The Hybrid Production Stack

The 2026 consensus architecture layers all three retrieval mechanisms 5:

  1. Vector search identifies the most relevant documents and entity entry-points.
  2. Graph traversal follows relationship edges from those entry-points to gather connected context.
  3. Memory retrieval injects session-specific and user-specific context from scoped stores.
flowchart TB
    Q[Agent Query] --> VS[Vector Search]
    Q --> GS[Graph Search]
    Q --> MS[Memory Store Lookup]
    VS --> |Top-k chunks| M[Merge & Rank]
    GS --> |Related entities| M
    MS --> |Scoped memories| M
    M --> C[Context Window]
    C --> LLM[LLM Response]
    LLM --> |Extract facts| WB[Write-Back Pipeline]
    WB --> VS
    WB --> GS
    WB --> MS

This is the “write path” argument from Lanham’s 2026 analysis: agents need not just a retriever but also a structured write-back pipeline that extracts facts, resolves entities, and updates all three stores after every interaction 15.

Choosing a Pattern

Criterion Vector + RAG Graphiti Mem0 Letta
Setup complexity Low High Medium High
Multi-hop reasoning No Yes Partial (Pro) Yes
Temporal awareness No Yes No No
Cross-agent sharing Manual Via groups Via org scope Via server
Codex CLI integration Custom MCP MCP 1.0 MCP (9 tools) Custom
Self-hosted option Yes Yes OSS core Yes
Cloud managed Varies Zep Cloud Mem0 Platform Letta Cloud

For most Codex CLI workflows, Mem0 via MCP provides the best balance of simplicity and capability. For workflows requiring temporal reasoning or multi-hop entity traversal — compliance agents, long-running project assistants — Graphiti justifies the operational overhead. Letta suits teams building custom agent platforms where memory management is a core differentiator rather than a bolted-on feature.
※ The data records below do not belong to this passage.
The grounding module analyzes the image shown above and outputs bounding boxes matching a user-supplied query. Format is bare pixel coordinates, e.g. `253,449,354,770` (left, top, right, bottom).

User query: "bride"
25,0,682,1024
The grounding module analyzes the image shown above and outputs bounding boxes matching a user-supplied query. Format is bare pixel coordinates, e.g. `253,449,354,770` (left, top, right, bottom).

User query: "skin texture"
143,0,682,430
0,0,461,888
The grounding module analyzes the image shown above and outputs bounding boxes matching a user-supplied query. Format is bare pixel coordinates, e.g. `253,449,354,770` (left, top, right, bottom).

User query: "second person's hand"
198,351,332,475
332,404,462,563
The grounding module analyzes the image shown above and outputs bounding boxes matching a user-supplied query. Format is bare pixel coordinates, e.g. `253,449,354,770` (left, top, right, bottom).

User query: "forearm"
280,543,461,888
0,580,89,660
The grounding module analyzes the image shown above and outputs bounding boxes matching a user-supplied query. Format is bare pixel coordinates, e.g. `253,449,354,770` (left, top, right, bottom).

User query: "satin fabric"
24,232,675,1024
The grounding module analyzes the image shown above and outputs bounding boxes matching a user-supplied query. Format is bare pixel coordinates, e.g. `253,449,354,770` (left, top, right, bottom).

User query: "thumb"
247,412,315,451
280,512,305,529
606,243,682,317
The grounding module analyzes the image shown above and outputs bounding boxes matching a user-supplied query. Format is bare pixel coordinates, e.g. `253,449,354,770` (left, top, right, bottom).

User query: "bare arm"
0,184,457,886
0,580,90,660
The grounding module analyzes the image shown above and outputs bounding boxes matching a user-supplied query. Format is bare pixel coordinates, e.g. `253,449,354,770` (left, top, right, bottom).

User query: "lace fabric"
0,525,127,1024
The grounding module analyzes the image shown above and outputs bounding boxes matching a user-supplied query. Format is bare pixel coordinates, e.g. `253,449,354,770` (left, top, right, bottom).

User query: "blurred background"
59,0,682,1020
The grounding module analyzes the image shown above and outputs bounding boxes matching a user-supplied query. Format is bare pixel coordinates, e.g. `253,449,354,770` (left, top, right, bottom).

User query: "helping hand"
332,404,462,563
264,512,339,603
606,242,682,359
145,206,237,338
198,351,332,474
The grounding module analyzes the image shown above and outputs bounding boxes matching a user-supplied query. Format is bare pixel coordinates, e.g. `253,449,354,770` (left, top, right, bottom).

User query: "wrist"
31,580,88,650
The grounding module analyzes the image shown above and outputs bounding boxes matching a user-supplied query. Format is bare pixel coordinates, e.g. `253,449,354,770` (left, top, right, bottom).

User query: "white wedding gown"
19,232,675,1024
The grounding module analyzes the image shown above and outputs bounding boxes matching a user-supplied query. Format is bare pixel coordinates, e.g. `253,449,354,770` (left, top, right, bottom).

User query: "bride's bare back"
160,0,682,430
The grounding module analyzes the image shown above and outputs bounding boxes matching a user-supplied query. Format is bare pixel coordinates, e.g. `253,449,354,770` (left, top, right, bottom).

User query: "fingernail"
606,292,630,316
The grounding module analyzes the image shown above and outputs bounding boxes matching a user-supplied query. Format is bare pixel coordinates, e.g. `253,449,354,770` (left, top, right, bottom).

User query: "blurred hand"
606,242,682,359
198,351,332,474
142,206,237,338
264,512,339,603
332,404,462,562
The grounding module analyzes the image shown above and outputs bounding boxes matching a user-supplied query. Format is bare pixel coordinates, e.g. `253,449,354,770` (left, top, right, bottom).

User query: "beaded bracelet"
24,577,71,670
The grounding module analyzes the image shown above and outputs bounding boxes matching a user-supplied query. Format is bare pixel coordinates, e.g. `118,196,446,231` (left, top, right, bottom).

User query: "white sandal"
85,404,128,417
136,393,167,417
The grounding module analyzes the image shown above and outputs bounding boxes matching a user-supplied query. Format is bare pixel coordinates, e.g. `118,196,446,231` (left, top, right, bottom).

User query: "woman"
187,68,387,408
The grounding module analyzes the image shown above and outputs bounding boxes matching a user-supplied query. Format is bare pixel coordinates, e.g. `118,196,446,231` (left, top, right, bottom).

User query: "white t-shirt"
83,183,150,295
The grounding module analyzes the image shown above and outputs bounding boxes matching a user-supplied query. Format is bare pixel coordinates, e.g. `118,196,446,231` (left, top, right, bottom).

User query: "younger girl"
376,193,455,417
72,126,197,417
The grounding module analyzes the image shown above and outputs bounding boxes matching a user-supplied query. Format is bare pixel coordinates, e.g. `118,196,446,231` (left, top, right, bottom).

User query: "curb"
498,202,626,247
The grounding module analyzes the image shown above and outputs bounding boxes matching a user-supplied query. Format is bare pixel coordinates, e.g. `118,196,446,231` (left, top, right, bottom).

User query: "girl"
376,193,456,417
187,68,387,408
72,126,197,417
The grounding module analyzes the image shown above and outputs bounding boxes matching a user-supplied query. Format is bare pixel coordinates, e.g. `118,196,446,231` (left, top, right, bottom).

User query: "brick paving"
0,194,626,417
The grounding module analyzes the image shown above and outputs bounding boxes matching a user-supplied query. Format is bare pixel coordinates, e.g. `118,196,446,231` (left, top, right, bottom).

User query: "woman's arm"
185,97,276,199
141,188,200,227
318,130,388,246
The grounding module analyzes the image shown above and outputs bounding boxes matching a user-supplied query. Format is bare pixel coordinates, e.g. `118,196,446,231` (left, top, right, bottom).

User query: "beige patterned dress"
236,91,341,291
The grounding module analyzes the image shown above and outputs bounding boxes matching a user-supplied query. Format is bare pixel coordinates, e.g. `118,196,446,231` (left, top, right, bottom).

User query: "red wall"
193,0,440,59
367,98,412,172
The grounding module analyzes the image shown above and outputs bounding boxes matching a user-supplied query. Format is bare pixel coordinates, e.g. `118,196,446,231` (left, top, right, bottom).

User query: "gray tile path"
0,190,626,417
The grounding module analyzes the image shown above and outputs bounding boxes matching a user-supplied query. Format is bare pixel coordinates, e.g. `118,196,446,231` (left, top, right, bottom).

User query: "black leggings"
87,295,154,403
What Codex CLI’s Native Memories Miss

Codex CLI’s built-in Memories system handles the common case well: single-developer, single-machine, session-to-session continuity. But three gaps remain:

  1. No cross-machine sync~/.codex/memories/ is local. A second laptop or CI container starts with a blank slate 2.
  2. No semantic retrieval — memories are injected wholesale or by recency, not by semantic relevance to the current query.
  3. No team sharing — there is no mechanism to share learned patterns across a team’s Codex instances.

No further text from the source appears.